Mini-Seminar with Prof. Joan Bryant
Joan Bryant, Associate Professor in the College of Arts and Sciences' African American Studies Department at Syracuse University, will lead a mini-seminar in the Special Collections Research Center (SCRC), 6th Floor, Bird Library, on Friday, November 14th, 2025, from 10:30 am to 12:00 pm. Bryant will discuss her book, Reluctant Race Men: Black Challenges to the Practice of Race in Nineteenth-century America, which was published by Oxford University Press in 2024 and short-listed for the MAAH-Stone Book Award. Reluctant Race Men traces a history of the disparate challenges Black American reformers lodged against the concept of race across the long nineteenth century, analyzing their opposition to reconstruct a largely ignored Black reform tradition that sheds new light on the nation's history of race. The mini-seminar will include hands-on exploration of select nineteenth-century correspondence in SCRC's Gerrit Smith Papers from reformers whose ideas appear in Reluctant Race Men. Attendees will also have the opportunity to win a copy of the book.
The mini-seminar is open to the public; however, space is limited. Registration is required by November 13. If you require an accommodation, please email Max Wagh by November 3 at mlwagh@syr.edu.

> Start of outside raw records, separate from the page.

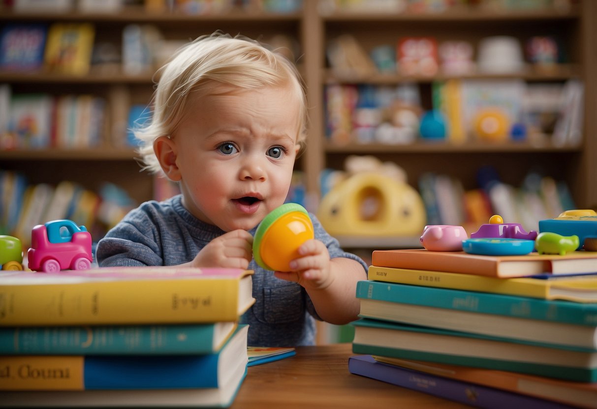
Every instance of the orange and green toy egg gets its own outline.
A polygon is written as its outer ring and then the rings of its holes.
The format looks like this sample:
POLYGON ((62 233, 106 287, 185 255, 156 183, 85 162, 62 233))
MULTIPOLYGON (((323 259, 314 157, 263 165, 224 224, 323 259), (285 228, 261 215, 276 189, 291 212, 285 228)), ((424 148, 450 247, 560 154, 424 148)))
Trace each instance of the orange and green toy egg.
POLYGON ((260 267, 290 271, 289 263, 299 257, 298 247, 315 237, 307 210, 297 203, 284 203, 266 216, 253 238, 253 257, 260 267))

Bryant received her BA from the University of Delaware, MA in Urban Affairs and Policy Analysis from the New School for Social Research, MA in Religion from Yale Divinity School, and MA and PhD in Religious Studies--American Religious History--from Yale University. Bryant has published several book chapters on nineteenth-century Black reform movements, co-curated the SCRC exhibition Black Utopias, and curated several photography exhibitions. Current projects include an analysis of the book-making and distribution networks of mathematician and sociologist Kelly Miller and a social history of the nation’s earliest free Black communities, located in her native state of New Jersey.